Cada um de nós é o segredo da vida e um é o outro e outro é um.
A vida real é um sonho, só que de olhos abertos (que veem tudo destorcido). A vida real entra em nós em câmara lenta, inclusive o raciocínio o mais rigoroso – é sonho.
O quotidiano contém em si o abuso do quotidiano: o quotidiano tem a tragédia do tédio da repetição. Mas há uma escapatória: é que a grande realidade é fora de série, como um sonho nas entranhas do dia.
Que estou eu dizendo! É ou não é verdade. Eu minto tanto que escrevo. Eu minto tanto que vivo. Eu minto tanto que ando à procura da verdade de mim. Tu serás a minha verdade. Quero a veraz semente de ti. Se eu conseguir atravessar o denso bosque de enganos. Sou um quiproquó em labirinto feito de fios sangrentos de nervos.

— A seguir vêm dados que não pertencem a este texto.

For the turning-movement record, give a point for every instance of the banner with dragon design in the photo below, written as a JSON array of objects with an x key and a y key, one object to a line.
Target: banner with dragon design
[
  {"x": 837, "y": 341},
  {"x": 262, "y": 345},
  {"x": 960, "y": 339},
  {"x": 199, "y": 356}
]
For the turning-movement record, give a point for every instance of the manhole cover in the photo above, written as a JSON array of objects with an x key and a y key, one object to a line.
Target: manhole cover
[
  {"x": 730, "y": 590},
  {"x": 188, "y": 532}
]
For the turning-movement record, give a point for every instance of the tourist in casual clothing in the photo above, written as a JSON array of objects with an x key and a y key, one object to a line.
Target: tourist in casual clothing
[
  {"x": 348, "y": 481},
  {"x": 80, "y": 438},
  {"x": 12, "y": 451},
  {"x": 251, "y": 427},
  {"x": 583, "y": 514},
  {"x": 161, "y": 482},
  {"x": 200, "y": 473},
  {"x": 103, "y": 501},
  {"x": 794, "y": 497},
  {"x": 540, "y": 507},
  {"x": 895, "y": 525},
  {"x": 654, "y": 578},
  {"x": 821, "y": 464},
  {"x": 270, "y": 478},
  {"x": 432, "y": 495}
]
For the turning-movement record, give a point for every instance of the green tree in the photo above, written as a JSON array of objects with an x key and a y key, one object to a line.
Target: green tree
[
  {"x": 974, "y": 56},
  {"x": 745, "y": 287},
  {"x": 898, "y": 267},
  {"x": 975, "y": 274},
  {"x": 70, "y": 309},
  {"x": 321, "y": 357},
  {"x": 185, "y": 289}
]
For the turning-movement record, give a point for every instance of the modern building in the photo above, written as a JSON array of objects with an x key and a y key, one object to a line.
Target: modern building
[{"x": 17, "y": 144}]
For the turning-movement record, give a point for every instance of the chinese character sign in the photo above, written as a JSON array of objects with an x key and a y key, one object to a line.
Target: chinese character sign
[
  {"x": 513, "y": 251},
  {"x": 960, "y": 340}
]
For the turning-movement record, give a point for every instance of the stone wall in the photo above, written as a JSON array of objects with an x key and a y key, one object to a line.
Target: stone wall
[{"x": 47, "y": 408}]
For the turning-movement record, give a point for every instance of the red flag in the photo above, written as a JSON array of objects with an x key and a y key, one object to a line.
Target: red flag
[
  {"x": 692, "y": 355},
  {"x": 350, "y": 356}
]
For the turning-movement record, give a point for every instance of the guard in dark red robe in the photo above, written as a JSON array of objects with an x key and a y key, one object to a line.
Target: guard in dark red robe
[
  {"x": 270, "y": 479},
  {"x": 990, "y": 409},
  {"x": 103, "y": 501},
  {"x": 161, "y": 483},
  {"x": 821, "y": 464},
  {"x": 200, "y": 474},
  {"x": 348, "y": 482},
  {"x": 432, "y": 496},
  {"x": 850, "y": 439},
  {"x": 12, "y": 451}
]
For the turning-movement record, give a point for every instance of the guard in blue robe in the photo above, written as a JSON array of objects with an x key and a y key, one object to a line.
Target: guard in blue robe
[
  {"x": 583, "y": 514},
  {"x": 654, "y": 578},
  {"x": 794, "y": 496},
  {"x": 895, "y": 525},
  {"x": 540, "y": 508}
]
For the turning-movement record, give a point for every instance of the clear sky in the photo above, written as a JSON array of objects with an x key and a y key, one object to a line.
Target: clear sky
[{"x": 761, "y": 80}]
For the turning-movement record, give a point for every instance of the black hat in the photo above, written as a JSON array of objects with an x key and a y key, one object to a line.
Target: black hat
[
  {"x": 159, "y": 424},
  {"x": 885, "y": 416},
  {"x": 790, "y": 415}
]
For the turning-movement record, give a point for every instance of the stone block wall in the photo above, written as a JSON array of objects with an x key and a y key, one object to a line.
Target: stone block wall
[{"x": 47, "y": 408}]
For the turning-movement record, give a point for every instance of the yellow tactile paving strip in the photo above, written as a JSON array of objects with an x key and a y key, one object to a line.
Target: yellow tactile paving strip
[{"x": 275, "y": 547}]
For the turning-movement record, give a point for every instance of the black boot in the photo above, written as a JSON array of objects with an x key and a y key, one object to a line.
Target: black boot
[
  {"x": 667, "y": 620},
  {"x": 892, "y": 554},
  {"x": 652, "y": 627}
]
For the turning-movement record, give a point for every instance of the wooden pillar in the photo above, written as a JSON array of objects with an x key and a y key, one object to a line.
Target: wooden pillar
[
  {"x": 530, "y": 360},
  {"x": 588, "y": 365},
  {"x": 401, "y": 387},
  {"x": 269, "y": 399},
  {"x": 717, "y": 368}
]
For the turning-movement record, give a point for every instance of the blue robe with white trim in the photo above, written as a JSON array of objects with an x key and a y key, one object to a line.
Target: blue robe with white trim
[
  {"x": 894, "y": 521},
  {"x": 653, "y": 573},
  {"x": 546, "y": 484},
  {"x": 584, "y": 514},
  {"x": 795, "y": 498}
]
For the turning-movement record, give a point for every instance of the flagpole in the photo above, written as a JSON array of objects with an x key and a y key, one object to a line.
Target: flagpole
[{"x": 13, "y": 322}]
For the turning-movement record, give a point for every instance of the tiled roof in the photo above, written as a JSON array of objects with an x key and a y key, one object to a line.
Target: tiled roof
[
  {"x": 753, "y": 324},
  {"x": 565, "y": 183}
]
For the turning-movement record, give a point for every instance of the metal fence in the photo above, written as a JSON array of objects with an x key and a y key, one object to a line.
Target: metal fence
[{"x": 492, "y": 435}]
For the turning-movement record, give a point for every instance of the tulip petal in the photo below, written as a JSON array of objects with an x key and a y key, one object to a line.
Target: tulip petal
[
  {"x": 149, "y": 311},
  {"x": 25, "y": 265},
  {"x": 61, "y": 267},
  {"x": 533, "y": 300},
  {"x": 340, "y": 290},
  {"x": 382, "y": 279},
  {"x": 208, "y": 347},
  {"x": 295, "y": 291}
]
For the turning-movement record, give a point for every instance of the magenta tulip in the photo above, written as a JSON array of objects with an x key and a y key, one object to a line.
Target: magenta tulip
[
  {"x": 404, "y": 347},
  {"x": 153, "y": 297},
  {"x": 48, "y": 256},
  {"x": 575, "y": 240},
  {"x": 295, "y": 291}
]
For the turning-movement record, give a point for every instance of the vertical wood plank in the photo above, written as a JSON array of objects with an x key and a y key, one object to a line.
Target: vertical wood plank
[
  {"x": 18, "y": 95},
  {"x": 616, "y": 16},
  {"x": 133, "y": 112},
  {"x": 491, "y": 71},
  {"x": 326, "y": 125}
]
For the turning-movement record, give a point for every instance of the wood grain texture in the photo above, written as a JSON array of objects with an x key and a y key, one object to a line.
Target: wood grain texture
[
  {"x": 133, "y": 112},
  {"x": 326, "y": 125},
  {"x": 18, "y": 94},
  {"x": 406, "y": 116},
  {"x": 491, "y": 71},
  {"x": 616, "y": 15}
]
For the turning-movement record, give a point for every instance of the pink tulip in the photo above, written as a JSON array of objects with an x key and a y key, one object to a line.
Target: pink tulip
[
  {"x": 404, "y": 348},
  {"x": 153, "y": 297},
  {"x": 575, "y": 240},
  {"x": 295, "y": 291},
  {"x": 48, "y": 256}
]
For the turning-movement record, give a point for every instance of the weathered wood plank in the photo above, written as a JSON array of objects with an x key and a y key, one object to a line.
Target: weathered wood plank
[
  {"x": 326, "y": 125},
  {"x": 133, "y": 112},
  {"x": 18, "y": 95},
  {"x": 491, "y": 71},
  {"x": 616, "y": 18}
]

Descobri que eu preciso não saber o que penso – se eu ficar consciente do que penso, passo a não poder mais pensar, passo a só me ver pensar. Quando digo “pensar” refiro-me ao modo como sonho as palavras. Mas pensamento tem que ser um sentir.
Não existe realidade em si mesma. O que há é ver a verdade através do sonho. A vida real é apenas simbólica: ela se refere a alguma outra coisa.
Para começo de conversa, afianço que só se vive, vida mesmo, quando se aprende que até a mentira é verdade.
A realidade não me surpreende. Mas não é verdade; de repente tenho uma tal fome de “coisa acontecer mesmo” que mordo num grito a realidade com os dentes dilacerantes. E depois suspiro sobre a presa cuja carne comi. E por muito tempo, de novo, prescindo da realidade real e me aconchego em viver da imaginação.
A coisa é a materialização da aérea energia. Eu sou um objeto que o tempo e a energia reuniram no espaço. As leis da física regem meu espírito e reúnem em bloco visível o meu corpo de carne.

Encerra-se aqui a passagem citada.